Leo (historian)


Arakel Grigori Babakhanian was an Armenian historian, publicist, writer, critic and professor of Yerevan State University. He was born in Nagorno Karabakh and is recognized as an authoritative historian on Armenia and is best known as the author of the multi-volume History of Armenia. Leo addressed the difficult issues of Armenian history, history of literature and many key issues of the early 20th century.

Biography

Leo was born on 14 April 1860 in the city of Shusha, then a part of the Russian Empire. He graduated from the local school there in 1878. Due to the death of his father Grigor, Leo was unable to attend university to receive higher education and stayed in the region to support his family. He took up several jobs in Shusha and Baku as a notary clerk, telegraphist, and the manager of a publishing press called Aror. From 1895 to 1906, Leo worked as a journalist and secretary in Tiflis for the influential Armenian-language newspaper Mshak.
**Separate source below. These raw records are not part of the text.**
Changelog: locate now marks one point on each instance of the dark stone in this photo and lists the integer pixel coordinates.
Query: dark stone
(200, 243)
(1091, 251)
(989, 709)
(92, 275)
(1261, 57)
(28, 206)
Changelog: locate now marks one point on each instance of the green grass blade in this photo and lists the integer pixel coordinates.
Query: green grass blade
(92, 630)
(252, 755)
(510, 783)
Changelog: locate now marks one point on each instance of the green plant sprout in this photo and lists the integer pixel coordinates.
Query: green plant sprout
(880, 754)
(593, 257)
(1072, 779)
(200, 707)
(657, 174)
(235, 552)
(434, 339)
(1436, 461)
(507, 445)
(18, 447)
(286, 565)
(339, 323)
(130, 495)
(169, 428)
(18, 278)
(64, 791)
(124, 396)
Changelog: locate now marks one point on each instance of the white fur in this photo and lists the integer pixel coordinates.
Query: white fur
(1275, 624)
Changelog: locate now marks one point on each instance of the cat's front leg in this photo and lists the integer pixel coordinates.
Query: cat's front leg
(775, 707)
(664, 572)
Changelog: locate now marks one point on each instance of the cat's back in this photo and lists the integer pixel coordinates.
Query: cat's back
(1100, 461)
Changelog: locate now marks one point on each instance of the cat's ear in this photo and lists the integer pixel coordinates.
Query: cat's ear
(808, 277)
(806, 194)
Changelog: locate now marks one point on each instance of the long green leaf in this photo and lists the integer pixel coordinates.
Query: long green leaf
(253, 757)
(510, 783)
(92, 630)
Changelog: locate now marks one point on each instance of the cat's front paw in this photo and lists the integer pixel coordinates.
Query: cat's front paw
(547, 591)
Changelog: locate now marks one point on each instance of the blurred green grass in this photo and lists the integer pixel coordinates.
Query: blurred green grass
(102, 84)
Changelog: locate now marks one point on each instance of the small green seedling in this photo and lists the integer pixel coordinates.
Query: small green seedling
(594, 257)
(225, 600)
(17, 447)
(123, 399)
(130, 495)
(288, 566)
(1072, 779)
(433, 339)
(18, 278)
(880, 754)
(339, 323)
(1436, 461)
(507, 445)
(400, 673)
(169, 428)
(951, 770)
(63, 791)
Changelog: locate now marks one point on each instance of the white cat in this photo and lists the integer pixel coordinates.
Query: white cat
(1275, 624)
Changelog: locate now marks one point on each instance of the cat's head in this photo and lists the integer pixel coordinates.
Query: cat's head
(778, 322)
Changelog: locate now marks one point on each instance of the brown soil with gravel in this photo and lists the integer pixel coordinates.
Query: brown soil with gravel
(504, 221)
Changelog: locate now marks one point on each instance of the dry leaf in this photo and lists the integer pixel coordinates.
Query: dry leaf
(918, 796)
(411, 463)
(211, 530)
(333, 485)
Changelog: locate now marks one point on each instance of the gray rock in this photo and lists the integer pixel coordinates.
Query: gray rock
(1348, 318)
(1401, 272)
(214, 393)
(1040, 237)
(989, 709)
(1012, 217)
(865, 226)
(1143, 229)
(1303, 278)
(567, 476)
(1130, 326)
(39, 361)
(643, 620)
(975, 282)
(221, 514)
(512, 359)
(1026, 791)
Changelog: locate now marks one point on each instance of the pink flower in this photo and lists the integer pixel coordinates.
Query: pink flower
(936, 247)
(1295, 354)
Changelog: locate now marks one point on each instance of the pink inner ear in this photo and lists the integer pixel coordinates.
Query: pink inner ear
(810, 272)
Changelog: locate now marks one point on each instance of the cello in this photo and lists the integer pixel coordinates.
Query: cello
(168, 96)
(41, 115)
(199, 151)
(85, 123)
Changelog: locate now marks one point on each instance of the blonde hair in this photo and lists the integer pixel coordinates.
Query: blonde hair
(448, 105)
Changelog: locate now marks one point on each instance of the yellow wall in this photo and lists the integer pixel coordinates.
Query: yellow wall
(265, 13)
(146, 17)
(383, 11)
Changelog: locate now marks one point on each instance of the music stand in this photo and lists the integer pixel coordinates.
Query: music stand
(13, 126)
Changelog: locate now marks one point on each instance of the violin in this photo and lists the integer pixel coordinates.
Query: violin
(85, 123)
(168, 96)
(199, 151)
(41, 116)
Leo would later become the editor of Mshak in 1918. In 1906, he began teaching at the Gevorkian Theological Seminary at Echmiatsin, although he returned to Tiflis a year later, dedicating himself to academic work.
Politically, Leo was opposed to the policies of the Armenian Dashnaktsutyun political party and was a member of the Populist Party, joining it in 1917. Other prominent positions Leo held include being an adviser to the delegation of the Seim of the Transcaucasian Democratic Federative Republic, which held negotiations with the Turks in Trebizond in March 1918, and the president of the Karabakh Armenian Patriotic Association from 1918 to 1920.

Academic career

Leo's education and knowledge was based almost solely on self-erudition. He had welcomed the sovietization of Armenia in 1920 and offered his services to the newly established state. Though he had lectured there during the fall term of 1919, it was only in 1924 that he was formally offered a position of professor at Yerevan State University in the field of Armenian studies. He already had worked for numerous publishing houses and published several books on Armenian history but his three volume work, History of Armenia, is the most notable. After Soviet Russian writer Andrei Bitov visited Yerevan in 1960, he remarked that "he did not enter any house which did not have the familiar three volumes of Leo's History of Armenia." His work traces Armenian history from its beginnings until the end of the nineteenth century, with the exception of the period stretching from the eleventh to the fifteenth centuries. It devotes particular importance to the political, cultural and social issues that surrounded Armenian life and the role that Armenia's neighbors played in the country's history.